048; Fig. 1B). Corresponding changes in hit rates
(i.e. the number of correctly recognized pictures) and in false alarms (i.e. falsely recognized pictures) did not reach significance (see Table 1 for a summary of results). As d′ is the most sensitive indicator of encoding, taking into account also the subject’s response bias, this pattern basically indicates an enhancing effect of tSOS on encoding of pictures, although this influence appears to be of moderate size, and is masked with measures (such as hit rate) that are confounded by response bias.
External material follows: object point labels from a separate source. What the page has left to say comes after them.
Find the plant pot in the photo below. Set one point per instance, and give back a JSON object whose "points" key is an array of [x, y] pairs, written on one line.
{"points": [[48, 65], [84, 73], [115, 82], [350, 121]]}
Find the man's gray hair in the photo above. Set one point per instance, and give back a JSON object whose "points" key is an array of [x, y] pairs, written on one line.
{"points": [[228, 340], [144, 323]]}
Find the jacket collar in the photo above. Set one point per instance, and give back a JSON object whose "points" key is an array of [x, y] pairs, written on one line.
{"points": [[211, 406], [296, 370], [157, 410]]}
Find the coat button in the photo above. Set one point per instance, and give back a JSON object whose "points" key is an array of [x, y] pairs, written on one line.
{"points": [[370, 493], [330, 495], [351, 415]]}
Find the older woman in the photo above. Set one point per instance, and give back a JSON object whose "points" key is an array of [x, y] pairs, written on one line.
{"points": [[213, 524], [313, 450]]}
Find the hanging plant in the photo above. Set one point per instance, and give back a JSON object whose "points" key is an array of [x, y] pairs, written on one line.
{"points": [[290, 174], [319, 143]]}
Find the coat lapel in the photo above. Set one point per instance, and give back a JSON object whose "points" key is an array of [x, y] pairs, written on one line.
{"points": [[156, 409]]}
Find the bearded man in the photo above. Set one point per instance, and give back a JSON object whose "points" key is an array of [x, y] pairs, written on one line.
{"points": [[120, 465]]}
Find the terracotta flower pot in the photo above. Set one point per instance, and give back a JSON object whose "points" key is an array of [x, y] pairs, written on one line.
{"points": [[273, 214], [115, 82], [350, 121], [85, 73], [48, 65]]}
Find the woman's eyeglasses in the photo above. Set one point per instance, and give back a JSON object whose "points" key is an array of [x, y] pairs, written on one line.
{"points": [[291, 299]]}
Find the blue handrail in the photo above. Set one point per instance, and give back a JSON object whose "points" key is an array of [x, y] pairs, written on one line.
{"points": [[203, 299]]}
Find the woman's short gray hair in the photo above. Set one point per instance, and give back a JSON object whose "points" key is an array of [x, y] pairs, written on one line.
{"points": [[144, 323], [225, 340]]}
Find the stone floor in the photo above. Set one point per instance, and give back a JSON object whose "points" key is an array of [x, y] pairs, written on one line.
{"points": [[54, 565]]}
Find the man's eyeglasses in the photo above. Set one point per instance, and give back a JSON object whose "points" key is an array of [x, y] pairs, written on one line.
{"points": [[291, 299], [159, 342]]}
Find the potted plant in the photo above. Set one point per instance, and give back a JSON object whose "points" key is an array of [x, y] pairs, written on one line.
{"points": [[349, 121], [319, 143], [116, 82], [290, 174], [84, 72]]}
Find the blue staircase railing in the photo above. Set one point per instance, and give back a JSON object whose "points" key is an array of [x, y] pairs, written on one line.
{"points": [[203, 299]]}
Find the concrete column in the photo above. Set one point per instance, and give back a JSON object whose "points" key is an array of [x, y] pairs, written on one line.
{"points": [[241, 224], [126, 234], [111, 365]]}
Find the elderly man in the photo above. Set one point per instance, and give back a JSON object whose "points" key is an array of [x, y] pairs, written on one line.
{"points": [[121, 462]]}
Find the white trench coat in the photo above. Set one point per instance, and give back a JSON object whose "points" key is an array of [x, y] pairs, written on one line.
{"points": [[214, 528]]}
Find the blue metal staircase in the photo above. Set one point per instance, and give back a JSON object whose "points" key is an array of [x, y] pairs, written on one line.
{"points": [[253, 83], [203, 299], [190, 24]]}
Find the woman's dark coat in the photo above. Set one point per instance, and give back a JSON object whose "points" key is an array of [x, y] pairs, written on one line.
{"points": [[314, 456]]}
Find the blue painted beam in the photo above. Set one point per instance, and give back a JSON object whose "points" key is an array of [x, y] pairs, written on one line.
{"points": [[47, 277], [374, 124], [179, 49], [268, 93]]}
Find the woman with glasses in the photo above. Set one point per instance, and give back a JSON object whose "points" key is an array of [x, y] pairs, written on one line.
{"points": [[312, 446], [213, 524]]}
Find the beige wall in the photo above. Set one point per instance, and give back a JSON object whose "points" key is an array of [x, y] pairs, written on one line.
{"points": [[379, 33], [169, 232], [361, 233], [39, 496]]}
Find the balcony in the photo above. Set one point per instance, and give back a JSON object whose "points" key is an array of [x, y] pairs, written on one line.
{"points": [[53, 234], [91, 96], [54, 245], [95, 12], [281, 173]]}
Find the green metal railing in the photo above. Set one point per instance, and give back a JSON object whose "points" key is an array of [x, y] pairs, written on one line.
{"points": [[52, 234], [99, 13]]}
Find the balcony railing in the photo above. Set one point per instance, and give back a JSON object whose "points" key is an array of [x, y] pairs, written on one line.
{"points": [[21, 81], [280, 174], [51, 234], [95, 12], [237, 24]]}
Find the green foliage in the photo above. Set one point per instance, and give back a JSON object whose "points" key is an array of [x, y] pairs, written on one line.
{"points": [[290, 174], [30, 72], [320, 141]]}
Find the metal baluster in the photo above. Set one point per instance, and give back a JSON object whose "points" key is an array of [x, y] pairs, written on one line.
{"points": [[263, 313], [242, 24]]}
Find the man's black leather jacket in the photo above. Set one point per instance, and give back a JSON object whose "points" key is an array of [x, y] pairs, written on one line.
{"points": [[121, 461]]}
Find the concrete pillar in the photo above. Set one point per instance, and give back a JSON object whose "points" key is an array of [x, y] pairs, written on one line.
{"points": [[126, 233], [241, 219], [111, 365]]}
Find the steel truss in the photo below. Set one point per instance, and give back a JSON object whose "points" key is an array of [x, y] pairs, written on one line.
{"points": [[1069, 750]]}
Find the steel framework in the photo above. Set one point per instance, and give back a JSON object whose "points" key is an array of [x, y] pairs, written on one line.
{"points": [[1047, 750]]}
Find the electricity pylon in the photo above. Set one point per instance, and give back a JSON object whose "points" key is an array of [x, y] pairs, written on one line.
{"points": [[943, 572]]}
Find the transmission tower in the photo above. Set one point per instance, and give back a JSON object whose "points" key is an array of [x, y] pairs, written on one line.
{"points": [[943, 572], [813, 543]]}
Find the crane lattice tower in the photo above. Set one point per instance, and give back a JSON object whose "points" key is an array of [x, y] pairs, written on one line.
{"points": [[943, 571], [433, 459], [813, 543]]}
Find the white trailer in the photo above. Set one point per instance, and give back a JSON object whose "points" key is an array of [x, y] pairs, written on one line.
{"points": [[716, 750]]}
There was also a tendency for there to be, overall, more correct responses (i.e. hit rate plus correct rejections) and fewer incorrect responses (i.e. false alarms plus misses) selleck after tSOS than after sham stimulation (total rate of BGB324 molecular weight correct responses, 0.84 ± 0.02 vs. 0.82 ± 0.02; total rate of incorrect responses, 0.16 ± 0.02 vs. 0.18 ± 0.02; F1,12 = 3.41, P = 0.09; Fig. 1B). In the word pair learning task, subjects overall learned significantly more word pairs after tSOS than after sham stimulation (mean number of learnt words: 52.40 ± 3.99 vs. 47.41 ± 4.28; F1,12 = 5.07, P = 0.044; Fig. 1C and Table 1). The analyses of word pair recall included an additional factor, ‘learning trial’ (L1–L5). Learning significantly improved over the five learning trials in both conditions (F4,48 = 316.98, P < 0.001), with the stimulation condition
showing better learning performance from the second presentation onwards (L1, F1,12 = 0.38, P = 0.561; L2, F1,12 = 4.36, P = 0.059; L3, F1,12 = 6.15, P = 0.029; L4, F1,12 = 5.21, P = 0.041; L5, F1,12 = 3.42, P = 0.089;
Fig. 1C). tSOS also significantly improved cued recall in a delayed retrieval test performed ~90 min after learning (77.14 ± 4.13 vs. 69.93 ± 5.58 after sham stimulation; F1,12 = 6.03, P = 0.03; Fig. 1C). Analyses of word list recall in the Verbal Learning and Memory Test included an additional factor, ‘learning trial’. Mean encoding of the word many list across L1–L5 also tended to be enhanced after tSOS, as compared with sham stimulation (number of recalled words: 12.44 ± 0.33 vs. 11.83 ± 0.45; F1,14 = 3.78, P = 0.072; Fig. 1D; see Table 1 for performance during single learning trials). Interestingly, learning of the IL tended to be worse after tSOS than after sham stimulation (6.93 ± 0.79 vs. 8.80 ± 0.72; F1,14 = 4.26, P = 0.058), pointing to stronger proactive interference resulting from enhanced encoding of the list to be learnt first in the tSOS condition. This interpretation was confirmed by calculating the ratio between learning of the IL and the mean learning of the original list (i.e. IL divided by mean L1–L5), which indicated a significantly lower ratio of interference learning after tSOS than after sham stimulation (0.56 ± 0.06 vs. 0.74 ± 0.05; F1,14 = 8.27, P = 0.012).